- Born: 7 June 1937 Chicago
- Died: 1 November 2025 (aged 88)
- Known for: Gene expression Research
- Awards: Pfizer Award in Enzyme Chemistry (1974) Monie A. Ferst Award (2001)
- Scientific career
- Fields: Biochemistry Molecular Biology
- Institutions: University of California, Berkeley
- Doctoral students: Tracy L. Johnson

= Michael Chamberlin (biologist) =

American biochemist (1937–2025)

Michael John Chamberlin (7 June 1937 – 1 November 2025) was an American biochemist and molecular biologist. He was a Professor Emeritus of biochemistry and molecular biology at University of California, Berkeley. His research focused on the gene expression in both prokaryotes and eukaryotes. He studied how RNA polymerases initiated and terminated transcription. He became a member of the United States National Academy of Sciences in 1986.
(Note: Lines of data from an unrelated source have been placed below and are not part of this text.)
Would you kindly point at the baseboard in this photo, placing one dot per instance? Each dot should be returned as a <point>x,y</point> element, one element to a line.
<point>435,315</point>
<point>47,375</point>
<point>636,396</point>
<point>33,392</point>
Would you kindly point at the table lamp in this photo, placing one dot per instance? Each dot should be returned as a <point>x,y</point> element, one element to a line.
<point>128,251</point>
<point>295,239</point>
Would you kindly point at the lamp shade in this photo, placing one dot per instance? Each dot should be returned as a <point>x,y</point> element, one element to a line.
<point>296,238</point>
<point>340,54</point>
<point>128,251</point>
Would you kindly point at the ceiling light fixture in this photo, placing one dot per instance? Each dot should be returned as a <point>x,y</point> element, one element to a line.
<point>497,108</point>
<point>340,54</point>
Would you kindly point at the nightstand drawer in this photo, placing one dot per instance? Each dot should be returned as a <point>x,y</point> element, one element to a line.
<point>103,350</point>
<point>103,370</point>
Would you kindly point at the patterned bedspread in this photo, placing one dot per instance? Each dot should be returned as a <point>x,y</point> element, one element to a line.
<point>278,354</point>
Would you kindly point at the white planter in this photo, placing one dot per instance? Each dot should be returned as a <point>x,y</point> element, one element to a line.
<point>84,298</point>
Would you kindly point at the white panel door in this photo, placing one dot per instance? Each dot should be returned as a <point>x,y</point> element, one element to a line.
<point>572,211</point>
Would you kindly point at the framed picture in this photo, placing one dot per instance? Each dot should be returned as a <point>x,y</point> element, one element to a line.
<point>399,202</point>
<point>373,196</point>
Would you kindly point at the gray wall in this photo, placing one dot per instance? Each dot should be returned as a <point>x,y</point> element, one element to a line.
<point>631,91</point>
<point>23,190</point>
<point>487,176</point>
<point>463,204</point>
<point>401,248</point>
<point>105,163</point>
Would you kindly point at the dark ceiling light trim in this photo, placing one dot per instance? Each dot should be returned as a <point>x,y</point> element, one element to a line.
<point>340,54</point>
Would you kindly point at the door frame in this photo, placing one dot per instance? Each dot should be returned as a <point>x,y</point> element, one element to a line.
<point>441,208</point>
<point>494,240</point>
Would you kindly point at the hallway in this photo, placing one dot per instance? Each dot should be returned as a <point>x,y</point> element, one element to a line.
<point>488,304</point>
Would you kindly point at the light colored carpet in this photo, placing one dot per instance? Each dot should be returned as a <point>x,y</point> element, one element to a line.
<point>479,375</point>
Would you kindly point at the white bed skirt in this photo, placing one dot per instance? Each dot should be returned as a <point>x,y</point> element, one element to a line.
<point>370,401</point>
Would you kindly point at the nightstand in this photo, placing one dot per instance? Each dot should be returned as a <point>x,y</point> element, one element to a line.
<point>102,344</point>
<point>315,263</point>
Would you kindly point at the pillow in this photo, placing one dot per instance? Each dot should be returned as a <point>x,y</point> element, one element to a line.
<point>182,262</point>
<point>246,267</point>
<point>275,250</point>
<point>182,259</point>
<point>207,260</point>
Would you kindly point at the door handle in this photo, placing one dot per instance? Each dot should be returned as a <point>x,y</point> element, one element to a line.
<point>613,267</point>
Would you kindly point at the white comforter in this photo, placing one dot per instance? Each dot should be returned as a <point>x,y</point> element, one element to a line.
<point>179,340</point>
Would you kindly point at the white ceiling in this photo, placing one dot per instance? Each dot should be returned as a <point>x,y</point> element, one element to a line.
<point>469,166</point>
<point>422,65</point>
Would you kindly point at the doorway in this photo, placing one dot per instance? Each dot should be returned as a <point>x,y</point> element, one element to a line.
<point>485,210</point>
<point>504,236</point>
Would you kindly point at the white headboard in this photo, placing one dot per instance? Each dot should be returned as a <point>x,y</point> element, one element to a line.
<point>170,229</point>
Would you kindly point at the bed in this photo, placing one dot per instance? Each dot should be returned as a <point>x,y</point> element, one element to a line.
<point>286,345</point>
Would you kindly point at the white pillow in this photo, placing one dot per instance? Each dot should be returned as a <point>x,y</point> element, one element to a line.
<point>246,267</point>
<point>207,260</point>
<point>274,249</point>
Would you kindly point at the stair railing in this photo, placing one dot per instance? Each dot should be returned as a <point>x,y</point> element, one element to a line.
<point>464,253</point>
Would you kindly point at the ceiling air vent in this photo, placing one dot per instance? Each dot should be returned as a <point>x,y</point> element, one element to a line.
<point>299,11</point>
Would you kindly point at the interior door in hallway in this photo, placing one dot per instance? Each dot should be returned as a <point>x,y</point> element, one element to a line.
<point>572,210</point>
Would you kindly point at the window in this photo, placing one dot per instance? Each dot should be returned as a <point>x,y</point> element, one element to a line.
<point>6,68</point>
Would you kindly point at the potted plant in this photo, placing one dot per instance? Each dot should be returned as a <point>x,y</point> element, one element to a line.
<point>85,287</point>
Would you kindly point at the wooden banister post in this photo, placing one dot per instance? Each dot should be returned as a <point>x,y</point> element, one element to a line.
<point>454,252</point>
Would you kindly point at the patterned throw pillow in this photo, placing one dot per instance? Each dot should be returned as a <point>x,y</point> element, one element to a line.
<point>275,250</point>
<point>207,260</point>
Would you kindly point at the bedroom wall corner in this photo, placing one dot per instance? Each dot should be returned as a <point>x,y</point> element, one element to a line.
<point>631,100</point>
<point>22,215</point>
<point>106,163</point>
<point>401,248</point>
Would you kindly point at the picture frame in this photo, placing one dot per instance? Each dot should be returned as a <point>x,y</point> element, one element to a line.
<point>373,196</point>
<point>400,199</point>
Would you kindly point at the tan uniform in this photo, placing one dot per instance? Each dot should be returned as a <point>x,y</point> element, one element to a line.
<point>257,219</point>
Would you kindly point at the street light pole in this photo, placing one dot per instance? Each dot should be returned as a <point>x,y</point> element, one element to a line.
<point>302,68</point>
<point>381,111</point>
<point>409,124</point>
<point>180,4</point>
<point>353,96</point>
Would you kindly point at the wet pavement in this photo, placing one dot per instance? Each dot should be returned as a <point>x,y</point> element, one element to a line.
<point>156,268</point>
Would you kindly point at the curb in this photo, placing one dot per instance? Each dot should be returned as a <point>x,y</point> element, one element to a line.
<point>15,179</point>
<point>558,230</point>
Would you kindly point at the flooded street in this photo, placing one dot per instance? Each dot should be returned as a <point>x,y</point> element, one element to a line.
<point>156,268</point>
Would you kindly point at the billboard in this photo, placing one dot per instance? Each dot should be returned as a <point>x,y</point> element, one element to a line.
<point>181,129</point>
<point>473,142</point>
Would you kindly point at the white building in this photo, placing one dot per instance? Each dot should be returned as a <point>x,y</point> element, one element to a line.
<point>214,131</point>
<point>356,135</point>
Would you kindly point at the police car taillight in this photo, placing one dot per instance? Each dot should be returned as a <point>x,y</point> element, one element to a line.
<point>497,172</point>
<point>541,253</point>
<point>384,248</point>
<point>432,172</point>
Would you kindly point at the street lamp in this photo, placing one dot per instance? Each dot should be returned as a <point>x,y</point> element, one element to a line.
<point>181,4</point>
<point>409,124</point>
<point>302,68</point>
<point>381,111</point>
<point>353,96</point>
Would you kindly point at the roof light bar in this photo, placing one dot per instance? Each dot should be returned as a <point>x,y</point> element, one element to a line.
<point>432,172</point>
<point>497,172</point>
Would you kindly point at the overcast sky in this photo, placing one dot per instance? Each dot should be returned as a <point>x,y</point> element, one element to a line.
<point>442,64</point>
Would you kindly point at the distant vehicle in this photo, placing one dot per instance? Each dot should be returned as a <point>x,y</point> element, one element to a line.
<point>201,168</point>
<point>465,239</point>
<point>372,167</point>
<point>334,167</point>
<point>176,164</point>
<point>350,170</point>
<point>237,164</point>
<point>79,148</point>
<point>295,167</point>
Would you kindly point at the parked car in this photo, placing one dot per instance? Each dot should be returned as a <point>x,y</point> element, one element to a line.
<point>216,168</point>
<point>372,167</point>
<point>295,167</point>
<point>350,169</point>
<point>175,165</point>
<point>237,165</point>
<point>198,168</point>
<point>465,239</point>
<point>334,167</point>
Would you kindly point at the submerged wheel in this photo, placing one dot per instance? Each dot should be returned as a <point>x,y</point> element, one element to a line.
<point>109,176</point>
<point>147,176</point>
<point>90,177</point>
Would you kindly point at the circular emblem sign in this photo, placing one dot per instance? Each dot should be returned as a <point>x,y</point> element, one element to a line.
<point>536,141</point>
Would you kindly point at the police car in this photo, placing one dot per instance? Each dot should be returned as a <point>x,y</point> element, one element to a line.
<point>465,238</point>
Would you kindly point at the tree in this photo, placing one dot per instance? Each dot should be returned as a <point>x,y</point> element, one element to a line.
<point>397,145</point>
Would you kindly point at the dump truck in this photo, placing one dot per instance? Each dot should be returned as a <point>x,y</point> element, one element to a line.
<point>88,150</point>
Chamberlin trained leading molecular biologists who now hold positions throughout academia. His former Ph.D. students include Robert Kingston (Harvard), Karen Arndt (U. Pittsburgh), Alice Telesnitsky (U. Michigan), Tom Kerppola (U. Michigan), John Helmann (Cornell), David Arnosti (Michigan State), Leticia Márquez-Magaña (San Francisco State), and Tracy L. Johnson (UC San Diego). In 2001, Chamberlin was recognized for his lifelong contribution to scientific research and training with the Sigma Xi Monie A. Ferst Award.

Chamberlin died 1 November 2025 at age 88.